Two sisters, ages 9 and 5, work on the streets of Kabul selling chewing gum, earning about US$2 per day. At least a quarter of Afghan children between ages 5 and 14 work for a living or to help their families.
Displacement
Children play along the dirt roads at an informal settlement for internally displaced people (IDPs) in Kabul. IDPs and returning refugees often struggle to get their children into school as they try to settle into a new location, often having endured trauma and loss of possessions and livelihood through flight or deportation.
Children peek through a gate at an informal settlement for internally displaced people in Kabul, Afghanistan. The country has well over a million internally displaced people, with displacements ongoing. Displaced families often face insurmountable barriers in obtaining the documentation they need to get their children into school in their new location.
“We are still burning in the flames of war, which prevents both boys and girls from going to school,” an official from the human rights commission told me.
This is painfully true, but so many girls we met fought so hard to study. Zarifa, 17, went to a class of 30 to 35 girls in her Kabul neighborhood set up by an international organization, then transferred to a government school. She said many of her classmates drifted away. “Very few stayed,” Zarifa said. “Some married, some families didn’t allow them to continue, some had security problems.”

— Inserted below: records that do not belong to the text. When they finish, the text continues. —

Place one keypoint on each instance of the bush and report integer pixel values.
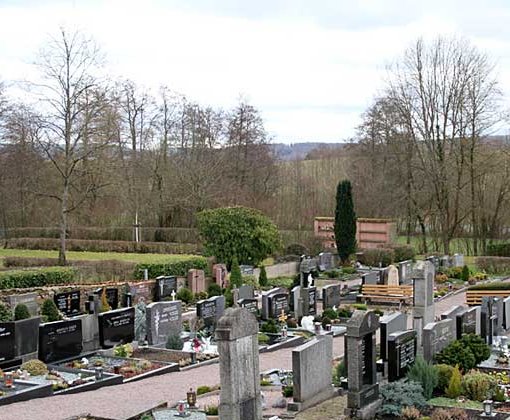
(103, 246)
(499, 250)
(269, 327)
(330, 313)
(214, 289)
(176, 268)
(403, 252)
(444, 373)
(5, 313)
(456, 354)
(373, 256)
(478, 386)
(36, 278)
(49, 311)
(449, 414)
(410, 413)
(236, 279)
(454, 388)
(21, 312)
(493, 265)
(263, 277)
(185, 295)
(238, 231)
(400, 394)
(425, 374)
(203, 389)
(174, 342)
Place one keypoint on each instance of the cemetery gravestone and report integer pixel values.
(163, 320)
(311, 372)
(390, 324)
(165, 285)
(60, 340)
(252, 305)
(28, 299)
(68, 302)
(116, 327)
(392, 276)
(7, 341)
(401, 353)
(468, 322)
(237, 338)
(363, 395)
(210, 310)
(436, 336)
(331, 296)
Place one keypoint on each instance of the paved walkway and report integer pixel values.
(123, 401)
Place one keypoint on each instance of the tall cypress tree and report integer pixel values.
(345, 221)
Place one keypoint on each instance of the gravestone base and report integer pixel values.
(317, 399)
(368, 412)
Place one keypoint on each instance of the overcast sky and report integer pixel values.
(310, 66)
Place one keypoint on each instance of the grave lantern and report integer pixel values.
(191, 398)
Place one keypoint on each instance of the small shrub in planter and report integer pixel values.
(21, 312)
(174, 342)
(49, 311)
(5, 313)
(203, 389)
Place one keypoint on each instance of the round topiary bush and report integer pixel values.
(21, 312)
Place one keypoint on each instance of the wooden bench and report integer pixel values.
(386, 293)
(474, 297)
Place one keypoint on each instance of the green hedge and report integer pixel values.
(493, 265)
(178, 268)
(498, 285)
(499, 250)
(104, 246)
(36, 278)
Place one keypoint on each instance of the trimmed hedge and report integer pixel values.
(373, 256)
(498, 285)
(493, 265)
(178, 268)
(103, 246)
(499, 250)
(36, 278)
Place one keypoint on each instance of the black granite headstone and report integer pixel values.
(401, 353)
(68, 302)
(60, 340)
(7, 342)
(116, 327)
(164, 287)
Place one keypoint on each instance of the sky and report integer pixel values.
(310, 66)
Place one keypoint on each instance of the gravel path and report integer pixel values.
(123, 401)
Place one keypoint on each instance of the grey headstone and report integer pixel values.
(390, 324)
(331, 296)
(163, 320)
(436, 336)
(236, 335)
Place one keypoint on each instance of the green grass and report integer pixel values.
(97, 256)
(448, 402)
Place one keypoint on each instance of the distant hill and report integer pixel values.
(295, 151)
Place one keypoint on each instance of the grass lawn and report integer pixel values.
(96, 256)
(448, 402)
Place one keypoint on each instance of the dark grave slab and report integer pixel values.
(7, 341)
(163, 320)
(251, 304)
(69, 303)
(165, 285)
(28, 299)
(60, 340)
(116, 327)
(401, 353)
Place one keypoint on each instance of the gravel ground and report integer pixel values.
(123, 401)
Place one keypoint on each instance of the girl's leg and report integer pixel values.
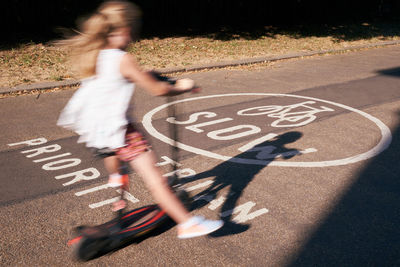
(111, 164)
(144, 165)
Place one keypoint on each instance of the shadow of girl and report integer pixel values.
(237, 176)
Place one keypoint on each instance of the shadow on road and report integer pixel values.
(363, 229)
(236, 177)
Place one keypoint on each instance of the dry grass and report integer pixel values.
(37, 62)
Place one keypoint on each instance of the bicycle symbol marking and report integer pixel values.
(294, 115)
(285, 115)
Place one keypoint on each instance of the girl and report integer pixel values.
(98, 110)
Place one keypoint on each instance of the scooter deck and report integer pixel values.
(132, 223)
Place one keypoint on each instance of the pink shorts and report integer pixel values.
(136, 144)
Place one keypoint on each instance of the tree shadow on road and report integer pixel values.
(236, 177)
(363, 229)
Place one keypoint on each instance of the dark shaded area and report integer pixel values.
(236, 177)
(363, 228)
(28, 20)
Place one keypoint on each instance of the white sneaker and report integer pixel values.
(198, 226)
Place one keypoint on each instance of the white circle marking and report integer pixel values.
(383, 143)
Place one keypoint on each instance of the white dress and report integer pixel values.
(98, 109)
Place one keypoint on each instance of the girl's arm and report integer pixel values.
(131, 71)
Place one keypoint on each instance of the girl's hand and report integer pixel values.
(186, 85)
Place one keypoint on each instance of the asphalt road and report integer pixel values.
(300, 159)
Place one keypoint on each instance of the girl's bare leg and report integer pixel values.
(144, 165)
(111, 164)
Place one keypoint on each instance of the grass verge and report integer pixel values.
(29, 63)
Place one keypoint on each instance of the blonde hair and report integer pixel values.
(93, 34)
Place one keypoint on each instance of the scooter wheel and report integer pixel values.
(89, 248)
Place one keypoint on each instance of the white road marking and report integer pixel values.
(384, 142)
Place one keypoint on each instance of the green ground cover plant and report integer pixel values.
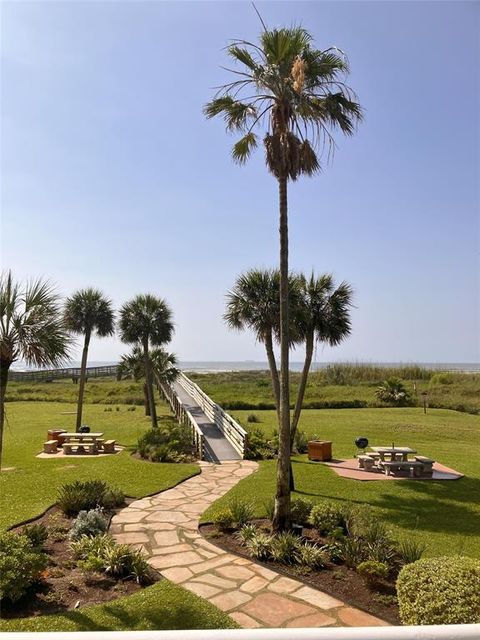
(32, 484)
(440, 591)
(445, 516)
(180, 609)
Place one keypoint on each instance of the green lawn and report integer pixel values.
(445, 515)
(161, 606)
(32, 485)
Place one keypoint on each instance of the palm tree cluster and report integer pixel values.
(36, 328)
(292, 96)
(319, 311)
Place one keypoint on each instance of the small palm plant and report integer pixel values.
(88, 312)
(132, 365)
(292, 95)
(393, 392)
(31, 329)
(146, 321)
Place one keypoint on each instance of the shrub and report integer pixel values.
(441, 590)
(326, 517)
(442, 378)
(373, 571)
(334, 551)
(223, 519)
(86, 546)
(246, 533)
(86, 495)
(284, 547)
(410, 550)
(20, 565)
(312, 556)
(352, 551)
(88, 523)
(102, 553)
(269, 506)
(393, 392)
(172, 443)
(301, 510)
(37, 533)
(242, 512)
(112, 497)
(260, 546)
(258, 447)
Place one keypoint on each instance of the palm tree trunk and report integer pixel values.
(148, 376)
(272, 363)
(299, 403)
(281, 518)
(81, 388)
(146, 399)
(303, 385)
(4, 368)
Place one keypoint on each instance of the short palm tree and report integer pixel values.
(88, 312)
(164, 368)
(254, 303)
(146, 321)
(322, 315)
(31, 329)
(296, 95)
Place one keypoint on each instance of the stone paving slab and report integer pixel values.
(166, 527)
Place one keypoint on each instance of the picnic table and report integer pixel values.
(82, 441)
(394, 453)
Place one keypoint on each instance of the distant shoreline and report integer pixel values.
(251, 365)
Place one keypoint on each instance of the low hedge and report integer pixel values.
(443, 590)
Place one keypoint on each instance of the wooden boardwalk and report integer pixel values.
(217, 436)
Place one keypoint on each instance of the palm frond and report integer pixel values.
(242, 149)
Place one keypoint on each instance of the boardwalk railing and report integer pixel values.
(184, 417)
(47, 375)
(233, 432)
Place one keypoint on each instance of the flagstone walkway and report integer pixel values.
(165, 526)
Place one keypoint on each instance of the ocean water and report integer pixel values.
(214, 366)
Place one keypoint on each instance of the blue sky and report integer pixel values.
(112, 177)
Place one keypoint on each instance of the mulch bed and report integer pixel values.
(337, 580)
(64, 586)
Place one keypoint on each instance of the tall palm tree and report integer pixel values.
(88, 312)
(146, 321)
(164, 368)
(254, 303)
(31, 329)
(296, 94)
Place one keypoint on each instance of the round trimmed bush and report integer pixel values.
(20, 565)
(443, 590)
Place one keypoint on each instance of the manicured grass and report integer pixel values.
(32, 486)
(161, 606)
(445, 515)
(337, 384)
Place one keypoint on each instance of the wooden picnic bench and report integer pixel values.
(50, 446)
(415, 468)
(81, 447)
(366, 462)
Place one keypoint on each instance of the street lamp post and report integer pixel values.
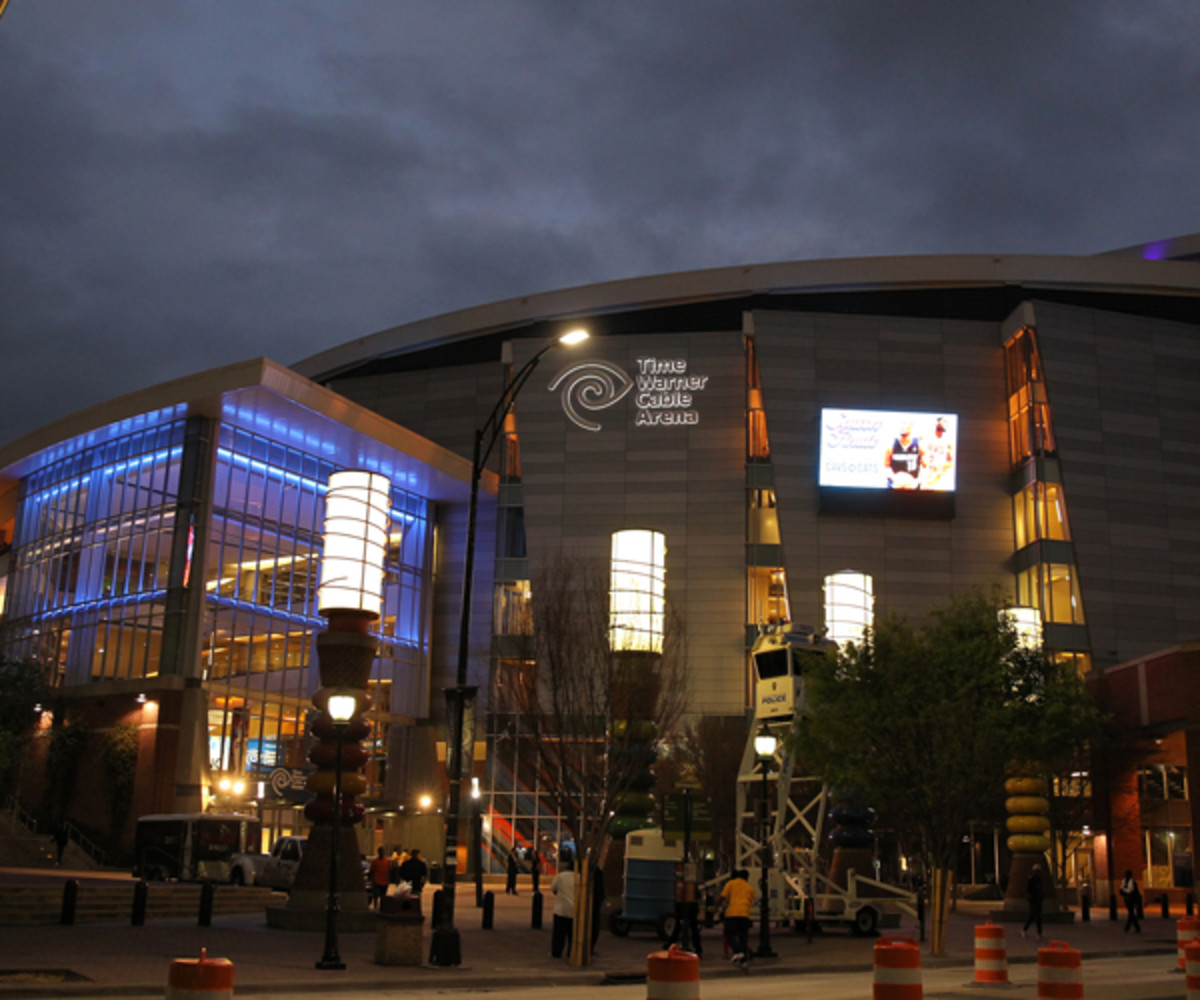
(341, 710)
(765, 744)
(477, 838)
(445, 947)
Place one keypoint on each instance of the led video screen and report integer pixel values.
(888, 449)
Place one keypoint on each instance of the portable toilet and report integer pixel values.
(649, 881)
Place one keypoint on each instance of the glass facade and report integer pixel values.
(117, 531)
(261, 608)
(91, 557)
(1047, 578)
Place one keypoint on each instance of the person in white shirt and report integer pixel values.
(564, 909)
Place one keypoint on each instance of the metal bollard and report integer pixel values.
(70, 897)
(439, 908)
(207, 892)
(139, 903)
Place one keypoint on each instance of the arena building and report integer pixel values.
(817, 442)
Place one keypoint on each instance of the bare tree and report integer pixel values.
(592, 714)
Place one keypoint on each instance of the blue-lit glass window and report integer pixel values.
(91, 554)
(262, 573)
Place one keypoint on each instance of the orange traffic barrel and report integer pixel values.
(1187, 929)
(1060, 972)
(672, 975)
(1193, 969)
(898, 969)
(991, 954)
(199, 978)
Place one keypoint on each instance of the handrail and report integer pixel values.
(85, 843)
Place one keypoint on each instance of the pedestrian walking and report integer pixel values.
(1132, 896)
(510, 882)
(381, 875)
(414, 872)
(736, 906)
(563, 886)
(1035, 893)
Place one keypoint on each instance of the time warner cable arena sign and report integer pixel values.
(663, 390)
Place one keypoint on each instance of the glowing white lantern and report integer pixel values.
(357, 520)
(637, 591)
(850, 605)
(1027, 624)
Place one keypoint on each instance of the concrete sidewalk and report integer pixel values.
(124, 960)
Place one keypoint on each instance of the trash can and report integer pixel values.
(399, 930)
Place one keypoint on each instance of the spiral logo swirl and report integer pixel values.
(591, 385)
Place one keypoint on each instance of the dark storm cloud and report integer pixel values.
(187, 185)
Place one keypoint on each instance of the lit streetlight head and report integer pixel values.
(765, 743)
(341, 707)
(574, 336)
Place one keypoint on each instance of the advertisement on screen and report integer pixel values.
(888, 449)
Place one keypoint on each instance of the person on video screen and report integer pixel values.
(939, 460)
(904, 460)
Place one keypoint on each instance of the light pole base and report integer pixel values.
(330, 963)
(445, 947)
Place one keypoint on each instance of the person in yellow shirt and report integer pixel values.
(737, 905)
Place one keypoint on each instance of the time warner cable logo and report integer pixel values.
(665, 391)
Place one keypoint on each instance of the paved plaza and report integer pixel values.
(117, 959)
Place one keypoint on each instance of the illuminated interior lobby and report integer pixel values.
(706, 407)
(166, 566)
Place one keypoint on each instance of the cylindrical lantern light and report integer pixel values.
(357, 518)
(1027, 624)
(637, 591)
(850, 605)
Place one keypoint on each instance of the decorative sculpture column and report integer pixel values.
(1027, 827)
(351, 597)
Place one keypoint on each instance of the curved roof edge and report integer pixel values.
(1113, 273)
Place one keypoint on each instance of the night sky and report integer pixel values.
(185, 185)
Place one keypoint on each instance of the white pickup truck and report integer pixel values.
(276, 869)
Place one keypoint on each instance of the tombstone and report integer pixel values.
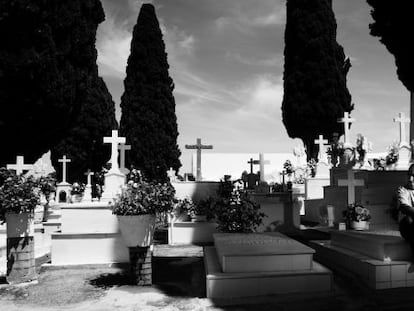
(172, 175)
(87, 195)
(199, 147)
(63, 187)
(114, 179)
(19, 167)
(322, 167)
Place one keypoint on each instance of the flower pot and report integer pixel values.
(20, 248)
(137, 230)
(198, 218)
(360, 225)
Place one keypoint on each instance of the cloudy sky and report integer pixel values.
(226, 60)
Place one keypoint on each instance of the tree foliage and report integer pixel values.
(83, 144)
(315, 92)
(148, 119)
(393, 22)
(47, 59)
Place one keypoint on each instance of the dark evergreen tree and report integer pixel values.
(47, 56)
(84, 142)
(315, 92)
(393, 24)
(148, 119)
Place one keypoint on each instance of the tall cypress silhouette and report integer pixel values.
(83, 144)
(148, 119)
(315, 92)
(47, 58)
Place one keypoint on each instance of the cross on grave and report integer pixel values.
(171, 174)
(262, 163)
(346, 120)
(89, 175)
(122, 148)
(114, 140)
(19, 167)
(351, 183)
(198, 146)
(64, 160)
(321, 154)
(402, 120)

Students at a community-based education program in Kabul, Afghanistan. These programs are often an Afghan girl’s only chance at education and provide a temporary solution to some of the systemic barriers to girls’ education, including long distances and insecurity on the way to school, and the lack of female teachers.

The director of a community-based education program observes students. These programs—often referred to as “classes” rather than schools, as they are often based in homes—frequently consist of a single class of 25 or 30 students. They are designed to provide access to education in communities where there is no nearby school.

A class at a community-based education program in Kabul. Community-based education programs are funded through and operated by nongovernmental organizations with the expectation that the government provides oversight.